There are a dozen reasons to strip HTML from text: extracting content from a scraped page, cleaning up an email signature, preparing snippets for plain-text email, generating SEO-friendly text from rich content. The fundamental operation is the same — peel off the tags, keep the text — but the details (entity decoding, line breaks, embedded scripts) determine whether the output is usable or garbage.
This tool handles all of them in your browser, with no upload and no service in between.
How it works
The stripper runs in three passes:
- Drop dangerous blocks.
<script>...</script>,<style>...</style>, and<!-- ... -->are removed entirely, including their content. JavaScript and CSS are not text the user wants to see. - Promote paragraph structure. When “preserve paragraph breaks” is on, block-level tags (
<p>,<div>,<h1>-<h6>,<li>,<br>,<tr>, etc.) become newlines before the next pass — so the output keeps its document structure as line breaks. - Strip everything else. Anything between
<and>is removed, with a count of how many tags were dropped.
After stripping, named and numeric entities (&, A, 😀) are decoded to their actual characters. Then optional whitespace normalisation collapses runs of spaces and excess blank lines.
Example: cleaning an email signature
You receive an email with a verbose HTML signature: a logo image, a disclaimer in a <table>, social media icons in <div>s. You want just the human-written text. Paste it in, leave defaults on, and the tags vanish — the signature collapses to the disclaimer text and the sender’s name. Copy and reply.
Example: extracting article body from scraped HTML
You ran a scraper and got back a page of HTML you actually want as text — for example, an article body wrapped in <article><p>...</p></article> with sidebar <nav>s and <script> tracking blobs.
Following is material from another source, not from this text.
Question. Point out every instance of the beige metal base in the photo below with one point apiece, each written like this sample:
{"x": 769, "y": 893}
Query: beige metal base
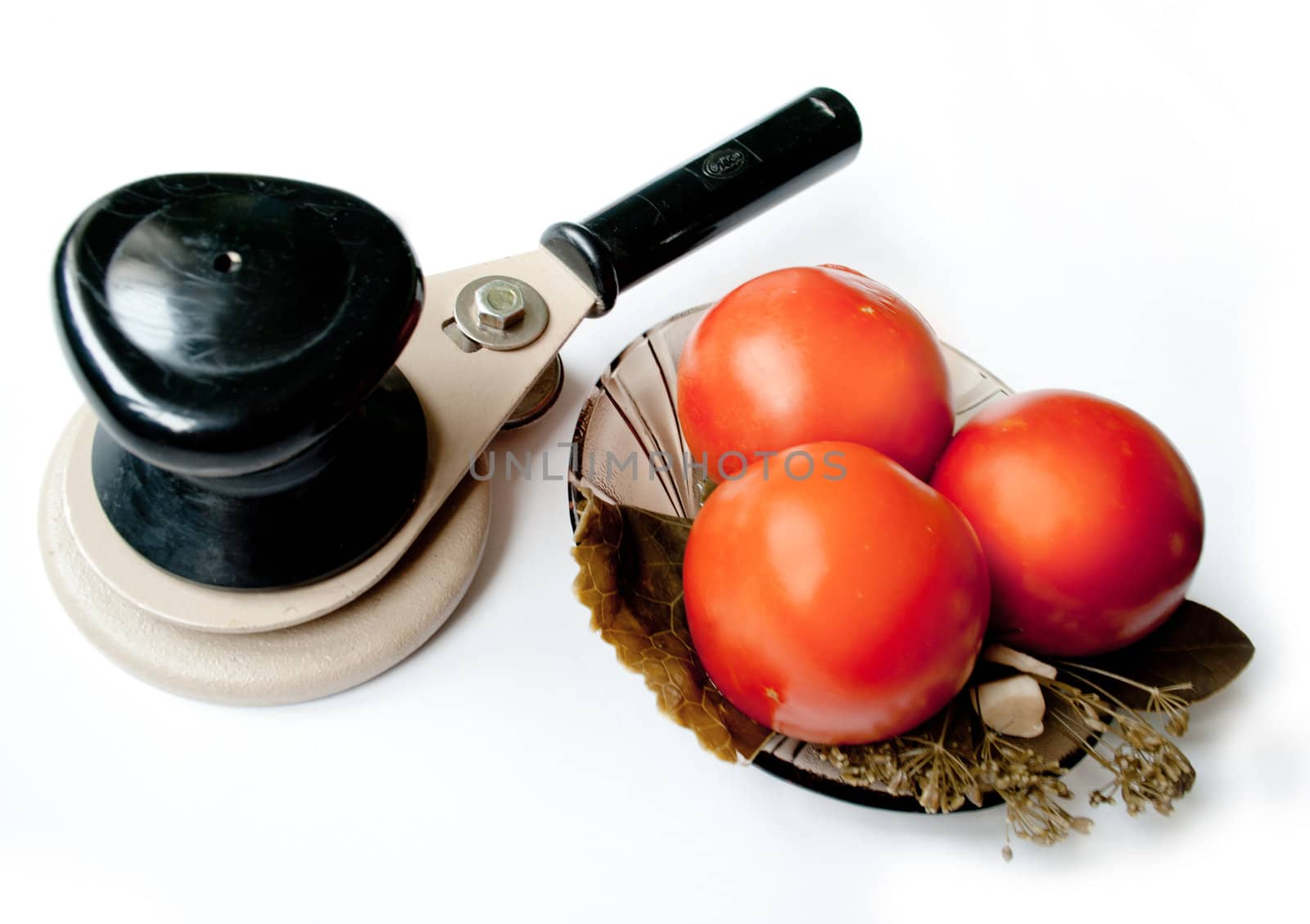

Strip removes the wrappers, drops the scripts entirely, and gives you paragraph-separated body text. Faster than writing a per-site parser when you just need the text.
Example: prepping plain-text email
You’re sending the same content as both HTML and plain text. Write it once in HTML (or paste rich-text into a converter), strip it for the plain-text part. The strip tool’s default settings (preserve paragraphs, decode entities, normalise whitespace, trim each line) produce email-friendly output.
Common mistakes
Expecting Markdown output. This tool produces plain text, not Markdown. Headings lose their #s, lists lose their -s, links drop their URLs. If you need formatting hints preserved, use the HTML to Markdown converter instead.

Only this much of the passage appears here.